Avanza por una planicie amplia y árida, bajo un cielo inquietantemente despejado. Por la ventana del auto ve postes eléctricos que se suceden conectados por un grueso cable metálico sobre el que se posan miles de pájaros idénticos perfectamente alineados. El auto serpentea por la carretera vacía, recta, interminable, a velocidad inconstante. En el asiento trasero, ella lucha contra un sopor incipiente tratando de concentrarse en el orden de las aves, buscando una sensación de confianza que la distraiga del peligro que adivina. Pero el paisaje inmóvil y las aves recortadas contra el cielo no bastan para reconfortarse. El auto no tiene conductor.
Trata de incorporarse para alcanzar el volante y guiar. Los brazos no responden, solo las piernas parecen tener algo de fuerza. Deslizando el tronco por el respaldo del asiento comienza a escalar el asiento delantero con los pies hasta lograr asir el volante. Trata de guiar, pero al estar tendida de espaldas sobre el asiento trasero, no ve el camino. El sopor vence su cuerpo. El auto se desplaza bajo una luna nueva que riega visos fluorescentes sobre un paisaje de montes escarpados. A la izquierda hay una laguna, que adivina radioactiva. Blandamente desalentada abandona el intento de controlar el vehículo y simplemente mira por la ventana cerrada hacia la laguna que se acerca. Cae. El auto se hunde pesadamente. No hay alternativa, si abre la ventana para salir y subir a la superficie se saturará de radioactividad, si no la abre llegará al fondo de la laguna y en poco tiempo consumirá el oxígeno dentro del vehículo. Ya no hay esperanzas que guardar ni promesas que cumplir.
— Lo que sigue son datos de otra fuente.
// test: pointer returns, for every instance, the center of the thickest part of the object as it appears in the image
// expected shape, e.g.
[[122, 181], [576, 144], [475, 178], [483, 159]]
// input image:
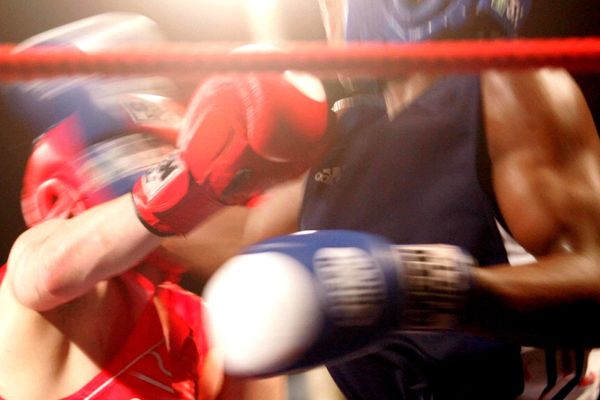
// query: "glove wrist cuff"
[[437, 280]]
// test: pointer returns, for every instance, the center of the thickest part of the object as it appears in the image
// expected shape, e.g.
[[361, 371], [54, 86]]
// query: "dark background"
[[222, 20]]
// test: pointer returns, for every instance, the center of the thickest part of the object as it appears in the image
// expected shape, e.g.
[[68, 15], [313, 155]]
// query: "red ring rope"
[[375, 59]]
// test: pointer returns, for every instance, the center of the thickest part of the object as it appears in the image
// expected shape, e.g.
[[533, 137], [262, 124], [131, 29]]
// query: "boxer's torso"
[[417, 179], [108, 344]]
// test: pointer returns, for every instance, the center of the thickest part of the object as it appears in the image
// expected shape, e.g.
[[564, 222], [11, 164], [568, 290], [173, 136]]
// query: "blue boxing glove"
[[312, 298], [413, 21], [94, 135]]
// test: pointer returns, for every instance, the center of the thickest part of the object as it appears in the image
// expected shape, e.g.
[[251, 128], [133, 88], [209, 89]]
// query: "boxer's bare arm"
[[61, 259], [546, 173]]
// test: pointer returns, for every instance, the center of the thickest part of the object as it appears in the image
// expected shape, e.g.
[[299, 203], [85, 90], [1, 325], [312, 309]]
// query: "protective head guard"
[[417, 20], [94, 135]]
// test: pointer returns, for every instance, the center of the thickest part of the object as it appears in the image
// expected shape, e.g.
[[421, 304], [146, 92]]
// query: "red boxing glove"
[[240, 137]]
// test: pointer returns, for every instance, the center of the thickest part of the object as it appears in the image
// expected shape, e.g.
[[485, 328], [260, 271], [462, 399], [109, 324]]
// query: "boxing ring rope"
[[373, 59]]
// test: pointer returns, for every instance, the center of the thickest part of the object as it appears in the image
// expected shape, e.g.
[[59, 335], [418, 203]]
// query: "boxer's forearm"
[[547, 303], [59, 260]]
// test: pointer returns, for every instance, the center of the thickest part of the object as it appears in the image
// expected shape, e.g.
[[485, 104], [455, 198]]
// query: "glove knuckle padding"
[[95, 135]]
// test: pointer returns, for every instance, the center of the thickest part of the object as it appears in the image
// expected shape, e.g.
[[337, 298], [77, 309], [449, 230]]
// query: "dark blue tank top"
[[417, 179]]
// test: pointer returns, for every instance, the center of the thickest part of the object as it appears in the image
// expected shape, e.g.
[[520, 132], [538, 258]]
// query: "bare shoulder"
[[545, 155], [544, 106]]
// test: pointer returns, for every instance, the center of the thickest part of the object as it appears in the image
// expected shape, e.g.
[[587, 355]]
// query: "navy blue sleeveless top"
[[417, 179]]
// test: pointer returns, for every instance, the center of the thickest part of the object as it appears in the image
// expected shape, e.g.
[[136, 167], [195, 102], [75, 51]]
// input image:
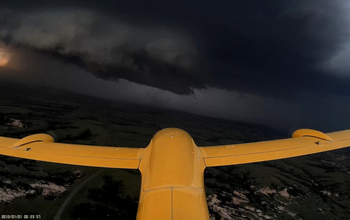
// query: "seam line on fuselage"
[[170, 187]]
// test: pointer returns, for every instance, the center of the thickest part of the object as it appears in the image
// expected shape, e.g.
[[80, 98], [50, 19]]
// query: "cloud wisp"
[[160, 57]]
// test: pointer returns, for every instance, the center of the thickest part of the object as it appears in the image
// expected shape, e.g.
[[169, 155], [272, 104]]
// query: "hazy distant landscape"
[[309, 187]]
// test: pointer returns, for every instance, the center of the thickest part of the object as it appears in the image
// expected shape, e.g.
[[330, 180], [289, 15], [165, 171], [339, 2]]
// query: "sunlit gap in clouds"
[[39, 69]]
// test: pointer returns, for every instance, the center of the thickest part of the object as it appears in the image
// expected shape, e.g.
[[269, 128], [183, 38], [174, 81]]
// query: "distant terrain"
[[308, 187]]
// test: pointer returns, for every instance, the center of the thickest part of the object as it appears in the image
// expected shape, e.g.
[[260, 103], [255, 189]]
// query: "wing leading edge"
[[41, 147], [304, 142]]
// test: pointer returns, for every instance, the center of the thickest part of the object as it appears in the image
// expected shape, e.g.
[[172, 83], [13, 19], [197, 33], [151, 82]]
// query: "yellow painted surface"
[[272, 150], [172, 166]]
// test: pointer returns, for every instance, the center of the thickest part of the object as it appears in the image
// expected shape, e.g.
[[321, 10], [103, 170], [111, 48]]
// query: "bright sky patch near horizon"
[[278, 63]]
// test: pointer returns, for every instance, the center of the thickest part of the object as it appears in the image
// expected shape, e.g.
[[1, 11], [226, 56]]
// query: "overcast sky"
[[278, 62]]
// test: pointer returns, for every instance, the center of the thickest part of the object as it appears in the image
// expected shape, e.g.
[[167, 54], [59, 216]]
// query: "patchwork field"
[[309, 187]]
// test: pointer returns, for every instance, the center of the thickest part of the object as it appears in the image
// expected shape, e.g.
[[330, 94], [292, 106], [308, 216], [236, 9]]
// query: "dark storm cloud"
[[164, 58], [263, 47]]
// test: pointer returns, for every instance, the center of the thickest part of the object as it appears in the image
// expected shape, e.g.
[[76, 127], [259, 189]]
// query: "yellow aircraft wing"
[[303, 142], [41, 147]]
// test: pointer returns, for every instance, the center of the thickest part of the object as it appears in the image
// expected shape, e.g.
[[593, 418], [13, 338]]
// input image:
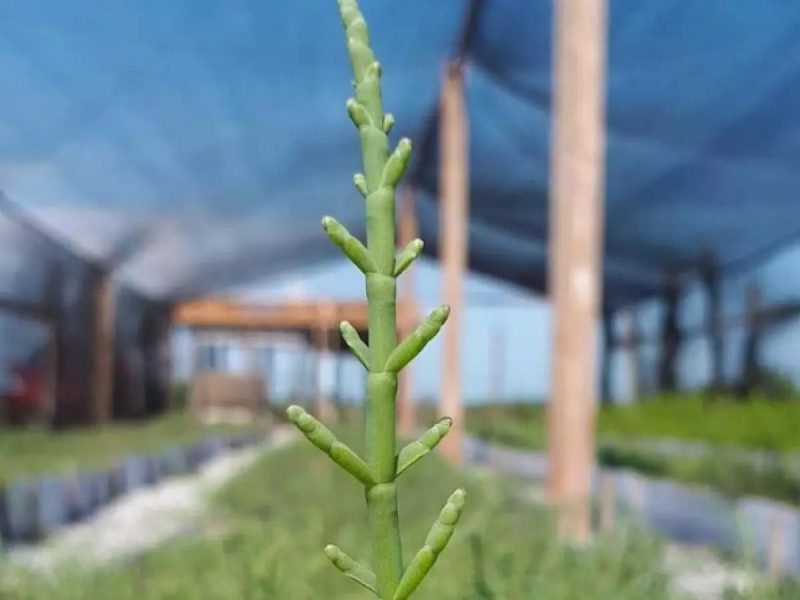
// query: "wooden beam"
[[327, 317], [219, 313], [103, 351], [407, 231], [576, 213], [751, 374], [454, 203]]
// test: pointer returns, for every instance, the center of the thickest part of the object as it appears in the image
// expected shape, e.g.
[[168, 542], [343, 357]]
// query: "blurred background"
[[166, 291]]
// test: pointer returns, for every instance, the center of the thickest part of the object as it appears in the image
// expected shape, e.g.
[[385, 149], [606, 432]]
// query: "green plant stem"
[[367, 113]]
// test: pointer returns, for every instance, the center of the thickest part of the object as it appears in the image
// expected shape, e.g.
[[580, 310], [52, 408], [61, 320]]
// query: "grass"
[[34, 450], [264, 540], [266, 536], [756, 424], [720, 427]]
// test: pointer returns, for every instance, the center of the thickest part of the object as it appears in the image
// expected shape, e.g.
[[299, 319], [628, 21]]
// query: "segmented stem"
[[383, 358]]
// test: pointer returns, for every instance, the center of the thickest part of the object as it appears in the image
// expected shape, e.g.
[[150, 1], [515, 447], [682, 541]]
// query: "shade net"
[[193, 145]]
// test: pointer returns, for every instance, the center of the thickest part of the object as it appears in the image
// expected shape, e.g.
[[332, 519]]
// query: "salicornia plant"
[[383, 358]]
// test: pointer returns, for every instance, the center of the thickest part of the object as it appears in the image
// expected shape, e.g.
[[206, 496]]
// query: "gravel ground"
[[142, 520]]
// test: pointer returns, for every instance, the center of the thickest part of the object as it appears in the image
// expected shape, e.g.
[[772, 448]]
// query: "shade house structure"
[[606, 154]]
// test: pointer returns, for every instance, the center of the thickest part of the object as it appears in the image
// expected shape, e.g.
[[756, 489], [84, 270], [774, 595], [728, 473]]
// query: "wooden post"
[[407, 231], [632, 341], [576, 213], [710, 276], [51, 358], [670, 336], [454, 205], [103, 349]]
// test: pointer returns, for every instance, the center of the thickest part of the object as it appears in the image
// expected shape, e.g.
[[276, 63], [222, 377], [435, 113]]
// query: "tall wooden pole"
[[103, 349], [454, 183], [576, 212], [407, 231]]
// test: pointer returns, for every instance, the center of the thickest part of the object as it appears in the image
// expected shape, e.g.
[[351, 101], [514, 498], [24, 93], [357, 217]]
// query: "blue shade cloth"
[[202, 141], [702, 142]]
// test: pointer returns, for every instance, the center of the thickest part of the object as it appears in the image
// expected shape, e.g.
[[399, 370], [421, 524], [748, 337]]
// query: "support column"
[[409, 316], [576, 213], [751, 361], [670, 336], [103, 351], [454, 204], [714, 324]]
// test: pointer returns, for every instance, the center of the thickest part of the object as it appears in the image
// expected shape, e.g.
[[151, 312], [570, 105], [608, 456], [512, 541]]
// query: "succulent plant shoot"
[[384, 357]]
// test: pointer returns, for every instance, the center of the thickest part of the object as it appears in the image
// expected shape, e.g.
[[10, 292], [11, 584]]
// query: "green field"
[[34, 450], [757, 424], [729, 435], [264, 539]]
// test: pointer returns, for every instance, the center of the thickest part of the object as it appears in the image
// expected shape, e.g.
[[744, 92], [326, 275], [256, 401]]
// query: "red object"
[[23, 400]]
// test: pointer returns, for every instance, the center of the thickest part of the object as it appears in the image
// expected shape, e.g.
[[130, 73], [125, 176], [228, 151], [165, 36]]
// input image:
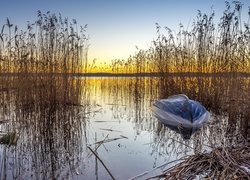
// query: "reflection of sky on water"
[[118, 108]]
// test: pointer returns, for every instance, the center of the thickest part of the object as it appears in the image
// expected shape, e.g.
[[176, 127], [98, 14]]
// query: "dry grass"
[[221, 163], [204, 46]]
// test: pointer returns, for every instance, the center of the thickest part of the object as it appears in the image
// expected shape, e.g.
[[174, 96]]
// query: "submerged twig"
[[101, 162]]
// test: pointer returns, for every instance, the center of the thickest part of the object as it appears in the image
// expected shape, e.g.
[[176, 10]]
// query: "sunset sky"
[[116, 27]]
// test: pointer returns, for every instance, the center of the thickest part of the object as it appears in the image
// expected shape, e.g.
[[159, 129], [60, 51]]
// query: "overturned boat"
[[181, 112]]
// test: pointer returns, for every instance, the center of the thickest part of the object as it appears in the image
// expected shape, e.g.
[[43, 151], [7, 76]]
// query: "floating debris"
[[221, 163]]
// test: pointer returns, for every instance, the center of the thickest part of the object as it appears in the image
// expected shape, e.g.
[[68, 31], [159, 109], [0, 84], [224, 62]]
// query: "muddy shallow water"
[[58, 120]]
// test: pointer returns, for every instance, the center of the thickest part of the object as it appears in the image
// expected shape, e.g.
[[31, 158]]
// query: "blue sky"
[[116, 27]]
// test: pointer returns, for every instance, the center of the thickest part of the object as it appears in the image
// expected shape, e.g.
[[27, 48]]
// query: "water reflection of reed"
[[227, 98], [43, 111]]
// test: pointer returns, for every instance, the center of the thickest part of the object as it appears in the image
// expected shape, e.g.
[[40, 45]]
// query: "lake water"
[[58, 120]]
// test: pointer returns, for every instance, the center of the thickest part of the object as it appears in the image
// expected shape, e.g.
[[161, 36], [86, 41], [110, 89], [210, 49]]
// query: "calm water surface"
[[56, 125]]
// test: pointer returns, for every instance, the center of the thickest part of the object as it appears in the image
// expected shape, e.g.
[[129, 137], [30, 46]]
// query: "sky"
[[116, 27]]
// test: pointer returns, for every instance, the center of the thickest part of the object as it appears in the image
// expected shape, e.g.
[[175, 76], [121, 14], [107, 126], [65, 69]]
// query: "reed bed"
[[221, 163], [52, 44], [204, 46]]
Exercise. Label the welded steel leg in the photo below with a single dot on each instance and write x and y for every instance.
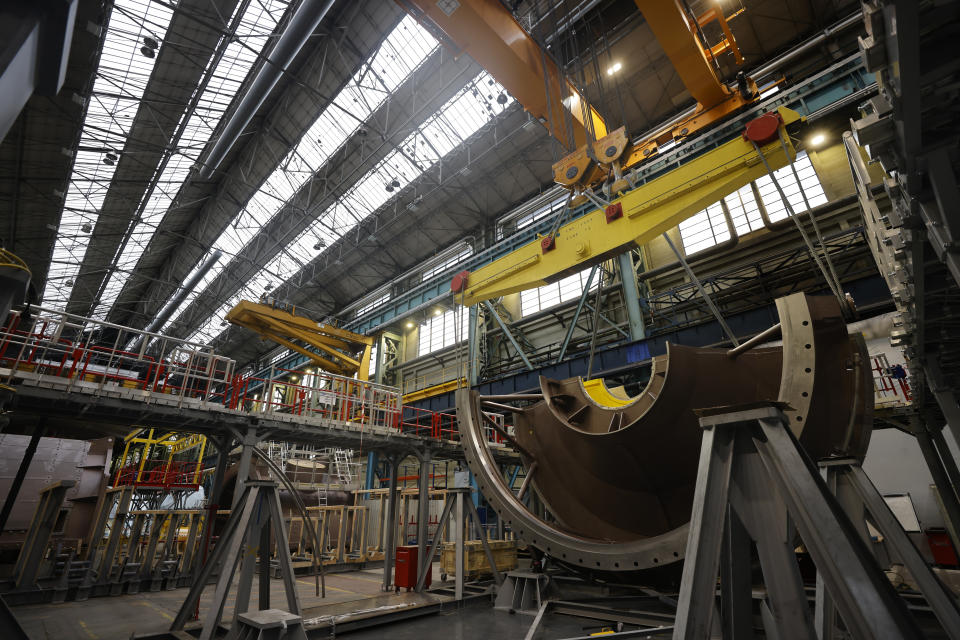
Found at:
(286, 565)
(943, 603)
(702, 557)
(243, 468)
(765, 516)
(426, 560)
(472, 508)
(238, 520)
(631, 295)
(390, 537)
(18, 479)
(735, 585)
(423, 509)
(459, 497)
(824, 611)
(865, 599)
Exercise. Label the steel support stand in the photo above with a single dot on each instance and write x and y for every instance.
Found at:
(18, 479)
(390, 534)
(250, 526)
(751, 464)
(38, 535)
(248, 441)
(423, 509)
(631, 296)
(459, 503)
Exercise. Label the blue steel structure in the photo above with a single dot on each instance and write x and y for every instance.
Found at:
(841, 84)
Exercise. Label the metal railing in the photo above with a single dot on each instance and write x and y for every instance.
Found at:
(79, 355)
(93, 357)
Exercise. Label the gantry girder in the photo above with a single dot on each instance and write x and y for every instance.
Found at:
(631, 220)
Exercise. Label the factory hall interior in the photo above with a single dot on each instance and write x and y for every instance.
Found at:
(470, 319)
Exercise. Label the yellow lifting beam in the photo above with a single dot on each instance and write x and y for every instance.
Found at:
(487, 31)
(633, 219)
(342, 352)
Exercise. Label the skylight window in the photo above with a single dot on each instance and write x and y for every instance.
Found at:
(407, 46)
(370, 306)
(122, 76)
(550, 295)
(469, 108)
(252, 34)
(446, 265)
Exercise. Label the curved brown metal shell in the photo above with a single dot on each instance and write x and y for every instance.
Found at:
(620, 480)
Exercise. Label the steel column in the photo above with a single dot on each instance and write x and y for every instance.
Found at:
(390, 539)
(423, 509)
(631, 296)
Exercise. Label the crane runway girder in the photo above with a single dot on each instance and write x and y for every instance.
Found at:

Entonces, se le ocurre que toda su vida ha sido un trayecto de preparación para este momento, un camino bordeado de oportunidades que aprovechó, o no. Pero ya nada de eso importa, es un buen día para partir. Le llegan olas de imágenes y hechos pasados desde muchas regiones de su paisaje interno y el cuerpo. Allí están las memorias humildemente conglomeradas. Ella, respondiendo ya a los signos de la nueva economía de su vida, sabe que debe alivianarse para ascender y, mirando a sus memorias a los ojos, con compasión las libera una a una. Pero el cuerpo, adivinando su abandono inminente se resiste a la pérdida de su función de asiento, de almacén y vehículo de esa vida. Mientras ella, distraída, ya casi saborea los tiempos y espacios de otra realidad, el cuerpo, ese viejo amigo, intenta transar aliviándose de lágrimas y otros pesos. Y cuando, como último recurso, trata de hacerse inconspicuo disminuyendo el pulso, el ritmo cardíaco y el funcionamiento de los demás órganos, ella ya ha comenzado a alejarse, orientándose hacia el paisaje deslumbrante que se despliega ante su mirada nueva.